When they were bums
Forty-four years ago this month the ’66-’67 Maple Leafs began a season that would culminate in their winning the Cup. Who knew we’d still be waiting for the next one?
Clockwise from top: thousands of fans line Bay Street as the Toronto Maple Leafs make their way toward City Hall; the team celebrates by drenching coach Punch Imlach; Maple Leafs captain George Armstrong and Harold Ballard
At the time, as the long parade chugged its way up Bay Street, it was likely that most Torontonians wouldn’t have believed that this was it: the last Stanley Cup championship for 44 years — and counting.
As the beloved Toronto Maple Leafs suit up for another shot at glory, we felt it wise to revive those fading memories of the glory days of years past when winning a Stanley Cup was par for the course for this city.
Although they weren’t supposed to win, the Leafs entered the 1966-1967 season as a quality team — but as an old team. Coach Punch Imlach was famously quoted as saying of the team, “Oh, they may be bums, but they’re my bums.”

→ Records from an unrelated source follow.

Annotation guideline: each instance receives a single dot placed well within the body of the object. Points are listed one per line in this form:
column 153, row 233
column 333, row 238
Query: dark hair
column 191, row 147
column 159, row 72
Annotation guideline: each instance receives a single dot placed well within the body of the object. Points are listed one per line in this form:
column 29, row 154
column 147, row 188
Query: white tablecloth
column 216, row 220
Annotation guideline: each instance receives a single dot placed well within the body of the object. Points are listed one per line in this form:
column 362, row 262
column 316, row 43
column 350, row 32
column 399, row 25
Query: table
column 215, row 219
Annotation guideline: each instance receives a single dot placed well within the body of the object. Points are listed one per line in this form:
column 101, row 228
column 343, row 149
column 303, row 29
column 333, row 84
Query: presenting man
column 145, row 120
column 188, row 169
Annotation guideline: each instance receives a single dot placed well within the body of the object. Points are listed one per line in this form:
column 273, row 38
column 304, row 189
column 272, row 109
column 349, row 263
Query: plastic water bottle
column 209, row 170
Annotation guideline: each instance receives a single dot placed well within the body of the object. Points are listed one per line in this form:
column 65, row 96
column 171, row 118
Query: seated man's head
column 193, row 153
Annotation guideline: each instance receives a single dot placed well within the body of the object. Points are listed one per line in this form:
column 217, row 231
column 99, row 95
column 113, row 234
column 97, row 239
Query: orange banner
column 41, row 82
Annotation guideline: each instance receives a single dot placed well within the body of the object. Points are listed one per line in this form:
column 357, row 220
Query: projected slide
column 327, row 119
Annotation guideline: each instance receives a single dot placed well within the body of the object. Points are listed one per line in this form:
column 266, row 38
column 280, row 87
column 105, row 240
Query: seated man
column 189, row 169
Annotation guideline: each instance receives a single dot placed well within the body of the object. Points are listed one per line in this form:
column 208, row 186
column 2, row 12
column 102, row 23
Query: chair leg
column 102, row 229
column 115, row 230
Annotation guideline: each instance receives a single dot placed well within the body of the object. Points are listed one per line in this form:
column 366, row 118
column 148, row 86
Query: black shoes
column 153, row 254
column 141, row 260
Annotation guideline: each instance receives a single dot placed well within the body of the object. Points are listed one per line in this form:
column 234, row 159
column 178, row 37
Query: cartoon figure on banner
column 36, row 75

It was the 50th season of the franchise, and it got off to a rough start. At one point, the team had lost 10 straight games, and Imlach landed in the hospital, supposedly because of the stress of it all. Sound familiar?

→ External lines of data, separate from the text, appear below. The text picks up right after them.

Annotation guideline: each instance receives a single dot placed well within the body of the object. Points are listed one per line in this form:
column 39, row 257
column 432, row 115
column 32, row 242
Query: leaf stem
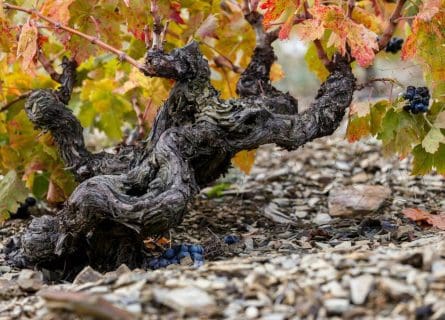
column 94, row 40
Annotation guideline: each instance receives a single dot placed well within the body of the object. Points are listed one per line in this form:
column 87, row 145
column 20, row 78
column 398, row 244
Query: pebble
column 321, row 219
column 252, row 312
column 87, row 274
column 187, row 300
column 336, row 306
column 360, row 288
column 357, row 199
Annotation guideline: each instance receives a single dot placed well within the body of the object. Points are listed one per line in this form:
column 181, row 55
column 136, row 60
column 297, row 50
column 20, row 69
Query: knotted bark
column 143, row 191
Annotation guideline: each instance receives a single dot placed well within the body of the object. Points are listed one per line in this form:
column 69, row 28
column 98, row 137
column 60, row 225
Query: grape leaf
column 27, row 44
column 309, row 30
column 429, row 10
column 358, row 128
column 2, row 12
column 12, row 191
column 274, row 9
column 208, row 27
column 360, row 39
column 57, row 10
column 244, row 160
column 7, row 36
column 440, row 120
column 432, row 140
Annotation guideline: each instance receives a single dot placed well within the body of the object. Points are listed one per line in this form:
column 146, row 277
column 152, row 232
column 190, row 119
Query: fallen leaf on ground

But in this case, King Clancy took over the team and turned it around, led by Leafs legends Dave Keon and Frank Mahovlich, who were one and two in scoring, and by fiery young right winger Ron Ellis, who led the team in goals with 22.
The team finished in third behind the league-leading Chicago Blackhawks and the dreaded Montreal Canadiens. Come playoff time, the hometown squad rallied behind some stellar goaltending by Terry Sawchuck to defeat the Blackhawks in the first round, followed by the Canadiens, to hoist Lord Stanley’s mug for the last time. Keon was named playoff MVP in taking home his third Stanley Cup, and the parade was on.
In Toronto, kids were let off school early that day, and thousands lined the streets. And the team, sitting in a fleet of convertibles, wound their way through the downtown — from Maple Leaf Gardens to Toronto City Hall for the ceremony.
That is what it’s all about. And the hunt starts again Oct. 6 against, you guessed it, the Montreal Canadiens. Game on!